Ahead of the speech, the White House announced that Dr. Renee Wegrzyn would be appointed the head of a new agency, Advanced Research Projects Agency for Health (ARPA-H), the first ever person in the role. The agency was established by Biden in February to improve the U.S. government's ability to drive health and biomedical research.
"ARPA-H will have the singular purpose to drive breakthroughs to prevent, detect and treat diseases, including cancer, Alzheimer's, diabetes and other diseases and enable us to live healthier lives," Biden said.
Biden also announced he is signing a new executive order that launches a National Biotechnology and Biomanufacturing Initiative, to help ensure that the technology that will help end cancer is made in America.
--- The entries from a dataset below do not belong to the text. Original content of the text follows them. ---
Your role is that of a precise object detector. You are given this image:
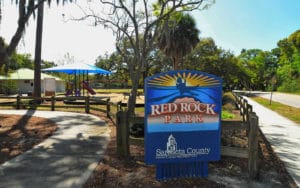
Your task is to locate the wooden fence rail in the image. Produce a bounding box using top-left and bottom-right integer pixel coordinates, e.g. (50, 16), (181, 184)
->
(232, 91), (259, 179)
(122, 92), (260, 179)
(0, 95), (131, 122)
(0, 95), (117, 117)
(1, 92), (259, 179)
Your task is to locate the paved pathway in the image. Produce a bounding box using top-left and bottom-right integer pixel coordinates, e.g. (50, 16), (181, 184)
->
(244, 97), (300, 187)
(0, 110), (110, 188)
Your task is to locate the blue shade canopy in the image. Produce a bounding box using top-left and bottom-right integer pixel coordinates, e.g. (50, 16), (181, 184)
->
(42, 63), (111, 75)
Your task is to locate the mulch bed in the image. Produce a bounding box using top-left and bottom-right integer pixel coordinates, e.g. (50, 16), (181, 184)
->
(0, 111), (296, 187)
(0, 114), (57, 164)
(84, 111), (297, 188)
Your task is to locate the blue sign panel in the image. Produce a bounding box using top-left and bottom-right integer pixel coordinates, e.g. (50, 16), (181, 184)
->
(144, 70), (222, 179)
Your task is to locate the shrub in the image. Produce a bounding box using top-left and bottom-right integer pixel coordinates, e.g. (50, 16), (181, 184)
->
(0, 80), (17, 95)
(222, 92), (237, 111)
(277, 78), (300, 92)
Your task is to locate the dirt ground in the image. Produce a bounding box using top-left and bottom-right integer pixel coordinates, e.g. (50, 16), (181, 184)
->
(0, 114), (57, 164)
(0, 111), (297, 188)
(84, 111), (297, 188)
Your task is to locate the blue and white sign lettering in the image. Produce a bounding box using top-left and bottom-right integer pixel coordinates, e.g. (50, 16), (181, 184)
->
(145, 70), (222, 179)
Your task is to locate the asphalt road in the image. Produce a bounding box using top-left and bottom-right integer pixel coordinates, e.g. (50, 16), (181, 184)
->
(255, 92), (300, 108)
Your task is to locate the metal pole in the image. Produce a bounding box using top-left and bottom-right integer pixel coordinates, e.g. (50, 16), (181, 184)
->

He said the creation of new technologies for cancer treatments and other things will create jobs and strengthen supply chains — and added that the U.S. then would not have to rely on anywhere else in the world for that advancement.
In February, Biden first announced his cancer moonshot goal of cutting cancer deaths in half in the next 25 years, and improving the experience of those living with and surviving cancer. At the time, he also announced the creation of a Cancer Cabinet that incorporated different corners of the government to work toward his goal.
Combatting cancer is an issue Biden has been tackling since his days as vice president and it's one that hits close to home for his own family, and Vice President Kamala Harris' as well. Biden's son, Beau Biden, died from brain cancer in 2015. And Harris' mother Shyamala Gopalan Harris, who was a breast cancer researcher, died from colon cancer in 2009.